En effet, La différence des sexes en tant que condition sine qua non du mariage définit la prééminence des relations hétérosexuelles. Le refus du droit au mariage pour les couples de même sexe implique surtout la non-acceptation d’une équivalence possible entre homosexualité et hétérosexualité.
Le devoir conjugal fait des pratiques sexuelles une contrainte à assumer, même dans l’absence de désir ou de plaisir. En tant que créancier d’un tel droit, le conjoint insatisfait peut demander la rupture du lien avec un dédommagement conséquent.
L’obligation de fidélité renvoi le multipartenariat à la catégorie de la promiscuité.
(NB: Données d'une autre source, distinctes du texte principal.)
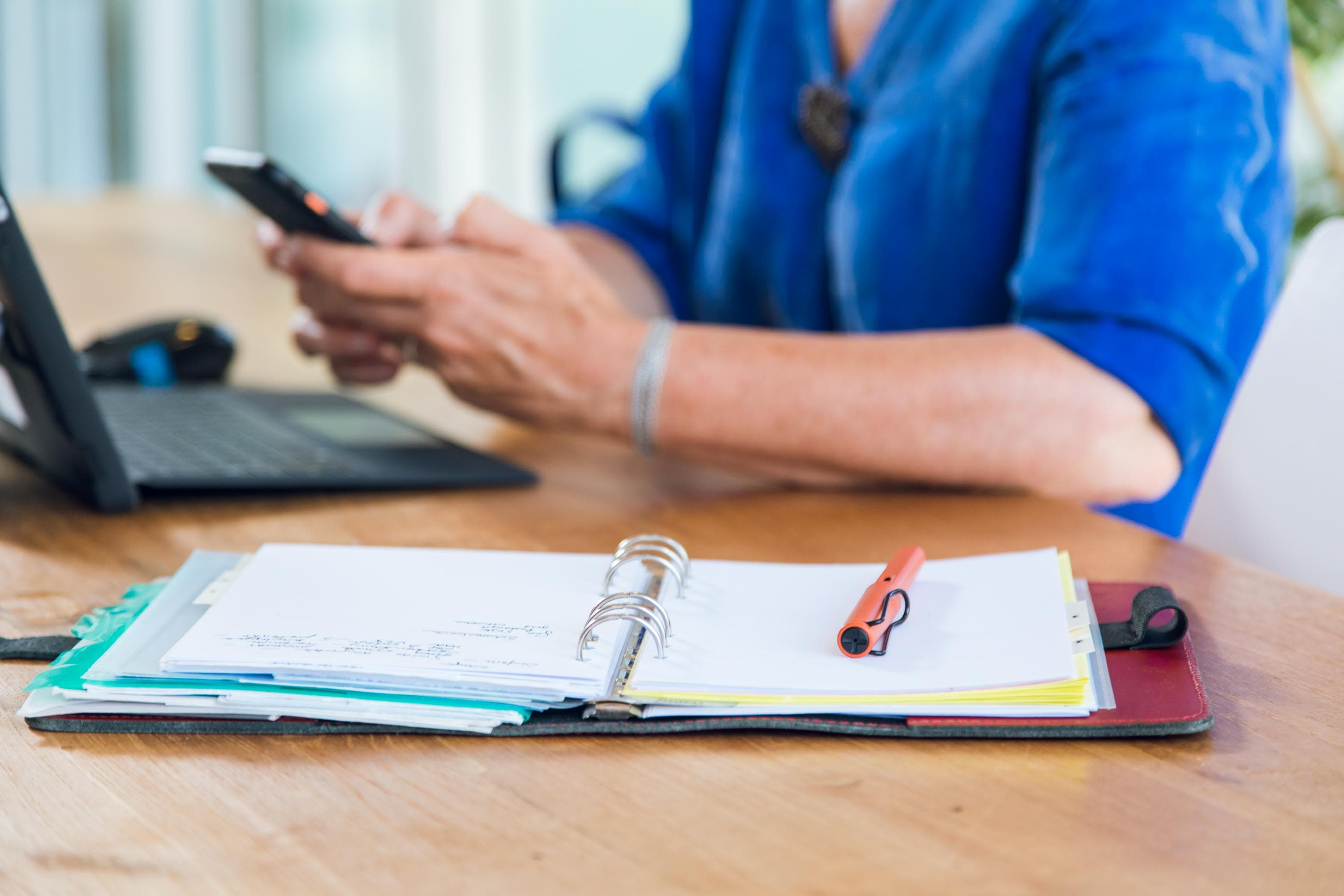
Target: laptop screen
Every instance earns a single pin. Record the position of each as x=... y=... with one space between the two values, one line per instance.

Le couple est un espace clos et les partenaires se doivent une exclusivité non seulement physique, mais aussi morale et spirituelle.
La monogamie étant de l’essence du mariage, elle apparaît comme un comportement doublement prescrit [28].
En ce sens, l’article 147 du code civil établit :
"On ne peut pas contracter un second mariage avant la dissolution du premier"
Et l’article 433-20 du code pénal stipule que
"Le fait, pour une personne engagée dans les liens du mariage, d’en contracter un autre avant la dissolution du précédent est puni d’un an d’emprisonnement et de 300 000 francs d’amende. Est puni des mêmes peines l’officier public ayant célébré ce mariage en connaissant l’existence du précédent".
Par ailleurs, l’impossibilité d’une rupture unilatérale et l’obligation systématique de passer devant le juge pour obtenir un divorce (même par consentement mutuel et même en l’absence de patrimoine et d’enfants) font des pratiques sexuelles matrimoniales une relation à durée indéterminée et difficilement résiliable.
L’ordre public exige de surcroît que ces pratiques sexuelles soient gratuites et fondées sur l’amour, au risque du soupçon de prostitution.
Enfin, la finalité reproductive des actes sexuels constitue encore l’idéal : le refus d’assistance médicale à la procréation pour les célibataires ou les couples de même sexe, ainsi que l’impossibilité d’adoption conjointe pour ces derniers, montrent bien que le droit "doit" imiter la nature et réserver l’origine des filiations aux coïts hétérosexuels féconds et lorsque cela devient impossible essayer de faire une mise en scène qui puisse laisser croire que ce coït a effectivement eu lieu (PMA avec donneur par exemple) [29].
Étrange paradoxe d’un droit qui se pense respectueux de la volonté individuelle, habité par la notion de consentement, essentiellement laïc et qui pourtant laisse une place si étroite aux individus pour organiser leurs vies intimes. Face au dispositif idéal de liberté et égalité , le droit civil du mariage demeure une zone d’ombre non négligeable par l’insistant et opiniâtre gouvernement des corps qu’il constitue encore aujourd’hui.